Am I thinking correctly about quantiation?

Description

I am a beginner, I lack any real experience with AI, so deep technical knowledge on the topic escapes me. I just want to clarify some details at a high level, because there are some questions that I find difficult to answer via the documentation.

My primary goal is to use a quantised model for CPU inference (the ONNX images); i need to squeeze as much as I can from the CPU, for semantic search.

This is my proposed setup:

  1. quantised model: Snowflake Arctic embed sm (30m; 384d; Q8) – the ONNX image provided by Weaviate
  2. bring your own vectors: the vectoriser is set to none because it’s a static database, and I will vectorise off-site
  3. scalar quantisation: I think that I need this right? if the model produces int8, then it should compare to an int8 index?

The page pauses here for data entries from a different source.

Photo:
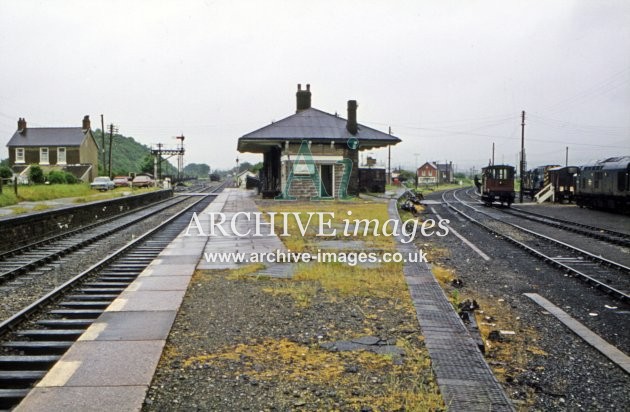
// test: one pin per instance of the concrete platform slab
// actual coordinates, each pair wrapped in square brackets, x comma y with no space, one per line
[147,283]
[147,301]
[90,399]
[130,326]
[106,363]
[170,270]
[456,361]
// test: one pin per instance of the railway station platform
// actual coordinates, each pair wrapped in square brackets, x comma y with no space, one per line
[112,364]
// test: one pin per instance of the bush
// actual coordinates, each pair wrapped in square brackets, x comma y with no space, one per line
[70,178]
[36,174]
[5,172]
[56,177]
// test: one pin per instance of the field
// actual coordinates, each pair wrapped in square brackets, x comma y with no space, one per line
[82,192]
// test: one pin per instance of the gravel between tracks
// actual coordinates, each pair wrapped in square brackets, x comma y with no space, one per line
[24,290]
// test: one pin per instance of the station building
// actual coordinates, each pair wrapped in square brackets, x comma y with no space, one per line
[311,143]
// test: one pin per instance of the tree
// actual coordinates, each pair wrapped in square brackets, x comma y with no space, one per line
[36,174]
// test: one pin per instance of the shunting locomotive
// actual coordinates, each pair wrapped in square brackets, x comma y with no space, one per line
[497,184]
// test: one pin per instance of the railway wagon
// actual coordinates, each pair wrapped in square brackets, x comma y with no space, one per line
[535,179]
[564,181]
[497,184]
[605,184]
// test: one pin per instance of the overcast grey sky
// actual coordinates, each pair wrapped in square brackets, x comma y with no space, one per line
[449,77]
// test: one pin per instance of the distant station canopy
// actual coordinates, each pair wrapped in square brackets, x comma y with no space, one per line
[330,139]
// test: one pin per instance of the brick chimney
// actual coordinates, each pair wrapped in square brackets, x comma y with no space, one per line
[21,125]
[303,98]
[86,123]
[352,117]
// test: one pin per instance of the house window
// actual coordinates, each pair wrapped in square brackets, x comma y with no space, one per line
[19,155]
[43,155]
[61,155]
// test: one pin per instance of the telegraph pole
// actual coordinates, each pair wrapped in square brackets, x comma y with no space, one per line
[389,161]
[103,159]
[416,169]
[112,129]
[522,172]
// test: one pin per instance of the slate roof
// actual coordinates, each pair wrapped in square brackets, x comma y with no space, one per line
[315,125]
[47,136]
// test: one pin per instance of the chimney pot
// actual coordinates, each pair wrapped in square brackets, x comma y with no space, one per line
[21,125]
[351,124]
[303,98]
[86,123]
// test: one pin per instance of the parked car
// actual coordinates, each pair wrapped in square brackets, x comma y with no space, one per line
[142,181]
[122,181]
[102,183]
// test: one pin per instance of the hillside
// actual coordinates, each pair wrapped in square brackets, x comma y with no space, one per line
[129,156]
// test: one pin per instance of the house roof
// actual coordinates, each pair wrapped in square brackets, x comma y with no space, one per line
[314,125]
[47,136]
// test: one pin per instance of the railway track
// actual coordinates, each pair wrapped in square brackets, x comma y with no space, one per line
[27,260]
[34,338]
[603,273]
[605,235]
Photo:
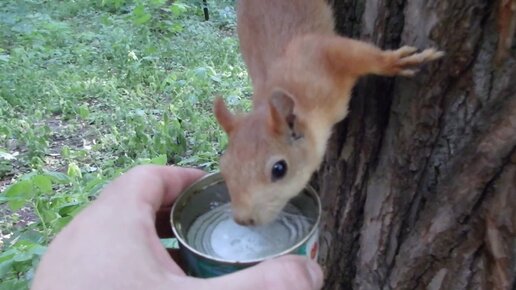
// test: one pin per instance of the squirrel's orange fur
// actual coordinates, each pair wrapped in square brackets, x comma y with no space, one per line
[302,75]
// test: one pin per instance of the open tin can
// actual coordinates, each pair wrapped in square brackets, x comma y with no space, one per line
[210,193]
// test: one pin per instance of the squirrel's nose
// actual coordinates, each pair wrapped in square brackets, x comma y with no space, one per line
[245,221]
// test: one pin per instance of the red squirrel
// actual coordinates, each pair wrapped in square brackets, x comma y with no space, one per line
[302,74]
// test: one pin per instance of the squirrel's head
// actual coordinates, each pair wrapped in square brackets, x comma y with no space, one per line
[268,160]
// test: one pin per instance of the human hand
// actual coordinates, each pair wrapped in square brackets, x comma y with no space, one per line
[113,244]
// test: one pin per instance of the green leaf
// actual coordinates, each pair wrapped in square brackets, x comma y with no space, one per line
[74,171]
[84,112]
[178,8]
[19,194]
[57,177]
[43,183]
[14,284]
[7,156]
[23,257]
[140,15]
[5,267]
[160,160]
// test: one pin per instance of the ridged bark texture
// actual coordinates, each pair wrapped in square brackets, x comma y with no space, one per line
[419,182]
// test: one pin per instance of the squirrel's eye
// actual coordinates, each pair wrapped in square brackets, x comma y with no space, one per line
[279,169]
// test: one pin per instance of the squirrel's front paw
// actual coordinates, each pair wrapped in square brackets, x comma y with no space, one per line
[404,60]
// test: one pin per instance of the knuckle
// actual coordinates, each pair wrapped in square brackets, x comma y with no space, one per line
[289,274]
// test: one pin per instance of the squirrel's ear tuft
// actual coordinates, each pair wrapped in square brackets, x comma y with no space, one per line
[225,118]
[282,119]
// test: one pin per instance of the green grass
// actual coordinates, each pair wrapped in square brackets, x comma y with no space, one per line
[91,88]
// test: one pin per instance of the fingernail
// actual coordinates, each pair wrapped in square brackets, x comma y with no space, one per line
[316,274]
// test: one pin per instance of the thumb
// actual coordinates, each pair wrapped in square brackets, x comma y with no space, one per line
[288,272]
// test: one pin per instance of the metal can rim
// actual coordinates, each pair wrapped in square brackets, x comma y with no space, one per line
[182,242]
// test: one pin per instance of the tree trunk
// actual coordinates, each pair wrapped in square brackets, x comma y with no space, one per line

My setup reflects what I think is required; these questions will help clarify my confusion:

a. do I bring my own vectors as f32?
- weaviate-go accepts only f32, so I assume that it quantises the vectors as it indexes them
- would the unquantised model yield suitable vectors? (If I understand it correctly Weaviate quantises them before indexing – but are the int8 quantised vectors from the model suitable to match against Weaviate’s int8 index vectors?)
b. do I need to use SQ if the model that I use produces int8 vectors?
- if not, how does that work? how does it compare vectors (are they int8, float32, or what?) I assumed that Q8 model produces int8, and it needs to compare against int8 (SQ index)
b. if the vectoriser is “none”: do i vectorise my own queries (via HTTP request to the container)?
- I will set the vectoriser to none, because it’s a static database, and I intend to vectorise everything off-site

Generally speaking my approach (and understanding) to batch loading the database is:

  1. vectorise off-site using the unquantised snowflake, arctic embed model – produce f32
  2. send those to Weaviate via my gRPC server (as f32)
  3. Weaviate creates the collection and strores the uncompressed vectors, but indexes as int8 (SQ)

Now, a query comes in:

  1. I send it to the snowflake artctic embed model for vectorisation, it returns an int8 vector
  2. It’s then sent to weaviate, a near vector search commences
  3. Weaviate compares the int8 query to the SQ index (int8)
  4. some other magic happens (possibly re-scoring, or not: perhaps that’s only BQ pr PQ)
  5. Weaviate returns the result

Is my understanding way off? I just want a general feel for what’s occurring, I don’t want to waste a lot of CPU cycles doing something stupid. It doesn’t need to be perfect.

Server Setup Information

  • Weaviate Server Version: 1.28.4
  • Deployment Method: Docker compose
  • Multi Node? No, single, for the time being (perhaps a year or two down the line this will change)
  • Client Language and Version: Go 1.23
  • Multitenancy?: Yes, but set to a single value (only during testing do I set this to a randm UUID per test)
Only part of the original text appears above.